The idea of equipping glyphs with bubbles is over 20 years old., and was recently re-introduced as a Glyphs plugin. The model I propose here generalizes the original binary-valued bubbles to continuous-valued bubbles, and it explains the significance of the locus where two bubbles meet as the same locus where the most responsive Gabor filters would be centered, providing an avenue for automatic bubble generation based on relatively few parameters.

We now have all of the ingredients to replace the Gabor filters – and, what’s more, we can pre-compute each glyph’s bubble to save us some time.

The attention mask plays a critical role:

  1. By multiplying it with the interaction field, we can limit the interaction to locations between the glyphs where corresponding Gabor patches would respond strongly. For example, Gabor patches would not respond (much) above and below the glyphs; here, the attenuation based on the angle between gradient vectors accomplishes the same thing.
  2. It is a fuzzy mask, and its shape can be controlled by the designer.
  3. Since it is based only on glyph size and not on interaction strength, it offers a convenient denominator for divisive normalization across all glyph pairs.

Although this “theory”, if it rises to that title, has more rigour than most claims made about letterfitting, and although I am confident that it isn’t entirely too far from the truth, it should still be taken with several grains of salt. If you are knowledgeable about human vision, please do get in touch and tell me what I am wrong about – I don’t want to be a source of misinformation.

Current status

This brings us to today: what can this model do?

The best way to test the usefulness of this model is to find parameters that would result in a good approximation of the metrics of an existing font. Unfortunately, this is not directly possible at the moment. What we can do is tweak the parameters (via gradient descent) until the attention-normalized interaction equals some constant for glyph pairs rendered at their original distance. If the theory underlying the model holds, this should be possible to do – within a few percentage points, since the original metrics are unlikely to be perfect.

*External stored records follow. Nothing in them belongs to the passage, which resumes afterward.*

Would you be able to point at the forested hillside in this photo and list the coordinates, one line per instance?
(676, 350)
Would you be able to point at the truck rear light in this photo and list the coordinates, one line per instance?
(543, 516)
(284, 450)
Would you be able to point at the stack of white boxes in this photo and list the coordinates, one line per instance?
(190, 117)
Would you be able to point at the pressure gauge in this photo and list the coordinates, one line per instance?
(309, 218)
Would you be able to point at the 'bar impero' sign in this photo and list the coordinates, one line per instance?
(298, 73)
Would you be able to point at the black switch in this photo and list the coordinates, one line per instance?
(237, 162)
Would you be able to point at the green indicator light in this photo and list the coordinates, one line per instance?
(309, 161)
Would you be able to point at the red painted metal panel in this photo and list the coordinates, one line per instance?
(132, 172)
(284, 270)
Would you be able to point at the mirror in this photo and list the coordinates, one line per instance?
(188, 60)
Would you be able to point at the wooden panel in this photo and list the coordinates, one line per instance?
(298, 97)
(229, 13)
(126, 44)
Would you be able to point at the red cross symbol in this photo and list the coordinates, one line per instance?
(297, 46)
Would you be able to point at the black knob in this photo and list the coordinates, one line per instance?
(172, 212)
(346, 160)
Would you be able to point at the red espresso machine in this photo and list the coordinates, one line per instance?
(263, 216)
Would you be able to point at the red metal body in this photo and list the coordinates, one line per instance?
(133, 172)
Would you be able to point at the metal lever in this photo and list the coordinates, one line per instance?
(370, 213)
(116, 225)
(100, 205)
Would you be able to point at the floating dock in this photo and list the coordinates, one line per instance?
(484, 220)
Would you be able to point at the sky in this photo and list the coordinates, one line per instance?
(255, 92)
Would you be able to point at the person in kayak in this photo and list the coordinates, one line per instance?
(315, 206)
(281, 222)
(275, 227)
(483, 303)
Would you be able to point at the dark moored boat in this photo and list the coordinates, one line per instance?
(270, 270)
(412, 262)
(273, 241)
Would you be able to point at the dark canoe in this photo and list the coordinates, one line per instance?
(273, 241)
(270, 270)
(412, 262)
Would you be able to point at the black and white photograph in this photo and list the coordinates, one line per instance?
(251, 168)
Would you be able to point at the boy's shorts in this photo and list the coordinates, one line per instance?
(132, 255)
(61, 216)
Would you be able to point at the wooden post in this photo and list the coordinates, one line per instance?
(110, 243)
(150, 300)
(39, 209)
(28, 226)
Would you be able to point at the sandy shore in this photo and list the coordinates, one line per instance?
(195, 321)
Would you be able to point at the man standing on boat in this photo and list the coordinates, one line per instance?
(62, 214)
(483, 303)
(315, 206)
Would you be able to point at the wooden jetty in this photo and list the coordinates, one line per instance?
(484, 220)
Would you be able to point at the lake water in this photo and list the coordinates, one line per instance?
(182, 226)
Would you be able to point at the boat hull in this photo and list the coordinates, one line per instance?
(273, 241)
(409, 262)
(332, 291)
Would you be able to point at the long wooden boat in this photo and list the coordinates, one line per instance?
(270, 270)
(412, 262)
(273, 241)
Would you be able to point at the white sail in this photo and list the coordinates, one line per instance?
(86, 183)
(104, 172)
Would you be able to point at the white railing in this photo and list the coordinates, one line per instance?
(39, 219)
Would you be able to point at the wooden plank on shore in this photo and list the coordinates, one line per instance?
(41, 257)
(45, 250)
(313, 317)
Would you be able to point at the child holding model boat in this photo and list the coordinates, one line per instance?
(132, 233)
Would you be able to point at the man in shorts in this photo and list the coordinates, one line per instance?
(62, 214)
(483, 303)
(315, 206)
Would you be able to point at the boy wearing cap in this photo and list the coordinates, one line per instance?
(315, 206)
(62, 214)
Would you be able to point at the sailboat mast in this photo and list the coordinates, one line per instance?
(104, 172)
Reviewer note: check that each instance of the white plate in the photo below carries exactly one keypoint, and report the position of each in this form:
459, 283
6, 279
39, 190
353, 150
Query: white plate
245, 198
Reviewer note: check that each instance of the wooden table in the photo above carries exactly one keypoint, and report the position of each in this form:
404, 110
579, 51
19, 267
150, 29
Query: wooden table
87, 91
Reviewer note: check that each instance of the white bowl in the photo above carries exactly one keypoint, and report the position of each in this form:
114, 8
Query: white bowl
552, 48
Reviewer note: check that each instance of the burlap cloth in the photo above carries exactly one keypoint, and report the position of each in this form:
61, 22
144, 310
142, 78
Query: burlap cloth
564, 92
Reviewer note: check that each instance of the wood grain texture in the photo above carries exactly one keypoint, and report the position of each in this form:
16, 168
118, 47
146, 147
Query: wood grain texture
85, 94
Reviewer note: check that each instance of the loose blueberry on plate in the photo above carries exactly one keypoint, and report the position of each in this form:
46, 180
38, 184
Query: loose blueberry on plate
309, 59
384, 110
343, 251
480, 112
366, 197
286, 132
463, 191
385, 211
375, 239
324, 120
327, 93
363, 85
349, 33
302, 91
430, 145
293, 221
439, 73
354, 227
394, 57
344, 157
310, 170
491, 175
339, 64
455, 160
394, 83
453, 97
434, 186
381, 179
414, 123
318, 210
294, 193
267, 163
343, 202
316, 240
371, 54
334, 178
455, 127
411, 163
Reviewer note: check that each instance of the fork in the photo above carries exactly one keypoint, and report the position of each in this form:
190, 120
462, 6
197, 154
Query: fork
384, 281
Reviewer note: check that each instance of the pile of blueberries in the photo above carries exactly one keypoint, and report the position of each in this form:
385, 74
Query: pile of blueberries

Unfortunately, this creates a difficult tradeoff: using a few global parameters only leads to decent, but not perfect results. Adding more parameters, however, will cause overfitting. In our model, overfitting visibly manifests as completely implausible attention areas and typically results in normalized interaction values that stay very close to the desired constant regardless of the distance. In other words, adding more parameters gives the illusion of a fantastic parameter fit, but makes it impossible to actually infer the right distance.

Sphinxes1
The result of a simple parameter fit, trying to replicate the original metrics. No preprocessing or custom weighting function were used, i.e. the optimizer found values only for the parameters tuning the attention function, the attention-interaction ratio, and the distance transform kernel anisotropy. Above: original fit (iKern), below: my result. While the original is undoubtedly better, I was surprised by the quality of the result after just a few optimization epochs.

This does not mean, however, that it is impossible to generate good metrics, if only one is willing to try reasonable parameters by hand. What’s missing at this point is a software tool to allow such users to go through such an iterative design process.

At the moment, I don’t have the time to build such a tool, but I would be thrilled if someone else (you, dear reader?) had any interest in doing so. If you are interested in hacking on this, please let me know.

A big mess of experimental code is available as a Google Colab Notebook; I also started building a pre-alpha browser-based tool, mostly because I wanted to try out opentype.js and tensorflow.js. Both are broken in all sorts of ways and don’t do much, but perhaps they contain some code useful to you if you want to build something similar.